RefAM: Attention Magnets for Zero-Shot Referral Segmentation
This work addresses the need for efficient and training-free methods in vision-language grounding, offering a novel approach that is incremental but improves performance over prior methods.
The paper tackled the problem of referring segmentation without fine-tuning or architectural modifications by exploiting attention features from diffusion transformers, achieving state-of-the-art performance on zero-shot benchmarks for images and videos.

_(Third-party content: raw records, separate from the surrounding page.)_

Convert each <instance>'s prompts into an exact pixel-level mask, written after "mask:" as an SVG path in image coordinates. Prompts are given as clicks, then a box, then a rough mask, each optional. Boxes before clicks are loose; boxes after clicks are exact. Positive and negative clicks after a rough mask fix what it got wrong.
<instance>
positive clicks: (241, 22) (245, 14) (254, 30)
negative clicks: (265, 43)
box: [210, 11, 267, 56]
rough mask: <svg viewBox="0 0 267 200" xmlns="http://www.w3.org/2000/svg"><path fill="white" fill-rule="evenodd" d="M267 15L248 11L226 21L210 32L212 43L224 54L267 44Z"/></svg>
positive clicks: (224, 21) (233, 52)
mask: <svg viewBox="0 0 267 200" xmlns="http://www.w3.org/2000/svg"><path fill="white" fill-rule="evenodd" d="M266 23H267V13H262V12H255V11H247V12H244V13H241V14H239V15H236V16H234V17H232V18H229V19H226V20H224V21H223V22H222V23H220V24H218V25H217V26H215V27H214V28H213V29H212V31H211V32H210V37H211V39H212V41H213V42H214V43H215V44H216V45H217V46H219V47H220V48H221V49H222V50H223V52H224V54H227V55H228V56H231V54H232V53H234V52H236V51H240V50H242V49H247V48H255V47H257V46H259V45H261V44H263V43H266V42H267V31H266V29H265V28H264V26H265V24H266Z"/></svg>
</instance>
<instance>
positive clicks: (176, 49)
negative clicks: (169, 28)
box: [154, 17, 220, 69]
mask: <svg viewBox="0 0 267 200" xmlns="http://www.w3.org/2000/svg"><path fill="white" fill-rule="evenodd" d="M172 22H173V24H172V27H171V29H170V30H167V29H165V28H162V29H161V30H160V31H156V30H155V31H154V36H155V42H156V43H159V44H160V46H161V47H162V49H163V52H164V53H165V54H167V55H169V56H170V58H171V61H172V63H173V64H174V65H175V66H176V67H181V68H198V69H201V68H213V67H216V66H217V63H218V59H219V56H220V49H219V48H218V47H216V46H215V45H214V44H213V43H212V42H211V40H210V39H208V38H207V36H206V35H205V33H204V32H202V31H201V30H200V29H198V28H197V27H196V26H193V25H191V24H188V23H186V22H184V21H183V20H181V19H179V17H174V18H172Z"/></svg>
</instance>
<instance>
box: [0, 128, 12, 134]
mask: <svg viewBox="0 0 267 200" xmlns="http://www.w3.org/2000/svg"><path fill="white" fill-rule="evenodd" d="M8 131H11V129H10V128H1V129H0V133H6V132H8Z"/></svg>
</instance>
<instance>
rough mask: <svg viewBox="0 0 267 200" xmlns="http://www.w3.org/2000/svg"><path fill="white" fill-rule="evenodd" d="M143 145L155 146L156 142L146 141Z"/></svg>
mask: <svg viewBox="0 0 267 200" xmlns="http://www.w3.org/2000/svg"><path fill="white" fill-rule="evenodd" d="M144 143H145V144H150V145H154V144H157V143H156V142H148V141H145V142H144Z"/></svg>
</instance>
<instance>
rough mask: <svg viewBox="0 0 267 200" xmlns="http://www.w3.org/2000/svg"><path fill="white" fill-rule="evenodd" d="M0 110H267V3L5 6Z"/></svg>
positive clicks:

Most existing approaches to referring segmentation achieve strong performance only through fine-tuning or by composing multiple pre-trained models, often at the cost of additional training and architectural modifications. Meanwhile, large-scale generative diffusion models encode rich semantic information, making them attractive as general-purpose feature extractors. In this work, we introduce a new method that directly exploits features, attention scores, from diffusion transformers for downstream tasks, requiring neither architectural modifications nor additional training. To systematically evaluate these features, we extend benchmarks with vision-language grounding tasks spanning both images and videos. Our key insight is that stop words act as attention magnets: they accumulate surplus attention and can be filtered to reduce noise. Moreover, we identify global attention sinks (GAS) emerging in deeper layers and show that they can be safely suppressed or redirected onto auxiliary tokens, leading to sharper and more accurate grounding maps. We further propose an attention redistribution strategy, where appended stop words partition background activations into smaller clusters, yielding sharper and more localized heatmaps. Building on these findings, we develop RefAM, a simple training-free grounding framework that combines cross-attention maps, GAS handling, and redistribution. Across zero-shot referring image and video segmentation benchmarks, our approach consistently outperforms prior methods, establishing a new state of the art without fine-tuning or additional components.